Monday, April 29, 2013

The Tooth Fairy? How about the Menstral Fairy

I was just sitting here thinking about all those fairy tales full of rainbows and glitter. You know?  Like the Easter Bunny who brings you a whole basket full of chocolate only to have your parents dole it out sparingly as they see fit.  Leave it to my mom to take all the joy out of a good ole traditional egg hunt to celebrate the risen Christ (insert confused raised eyebrow here) with rules about not eating Snickers for breakfast.

Or  how about the wonderful jolly fat man who brings presents every year under the illusion that you must behave.

 

  Puh-leeeeeeez!

[Give me a break!
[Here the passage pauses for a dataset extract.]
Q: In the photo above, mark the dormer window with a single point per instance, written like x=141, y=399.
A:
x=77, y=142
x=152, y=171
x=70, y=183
I KNEW I didn't have to worry about being good because Santa ALWAYS visited my cousin Craig and if he could get something out of the stingy, judgmental old fart I knew I was golden!]



In remembering my favorite myths and fables let's not neglect the tooth fairy.
Who in God's name came up with this whole concept?  Money exchanged for body parts?  Oh geeeeez!  Do we wonder where this whole "cash for kidney" black market thing originated?  And let's talk about the guy living down at the bus station.  If he got money for every tooth he'd lost I'm sure he'd have at least enough for a nice appliance box and a tarp by now.


What makes much more sense to me is a Menstrual Fairy.  Ask any woman (and especially any teenage girl) and she'll tell you that waking up to a ten dollar bill or maybe a little present once a month would do wonders in keeping us all from wanting to kill Eve.
Those dreaded cramps and back ache could be nicely pacified with a bottle of wine from the Menstrual Fairy.  Bloating could almost be alleviated with a wonderful box of Godiva chocolate.
Irritability would most likely disappear with a hot stone massage from the local spa.
So many wrongs could be righted.
Countless "unfairs" would be a little less so.
Who do I need to contact?  Is there a council for new and improved folklore?  An annual meeting or something?  An address in which to send our suggestions because I have a few.  I mean we could totally replace that Sandman dude.  No one even neeeeeds him anymore with Lunesta on the market!
Who's with me on this?
Let's hear it for the Menstrual Fairy!

Well, until I get my day in court until I appear before the Great Council for Determining Childhood Falsehoods  we must suffer these transgressions silently hoping for justice...and by we I mean you because I've had a hysterectomy.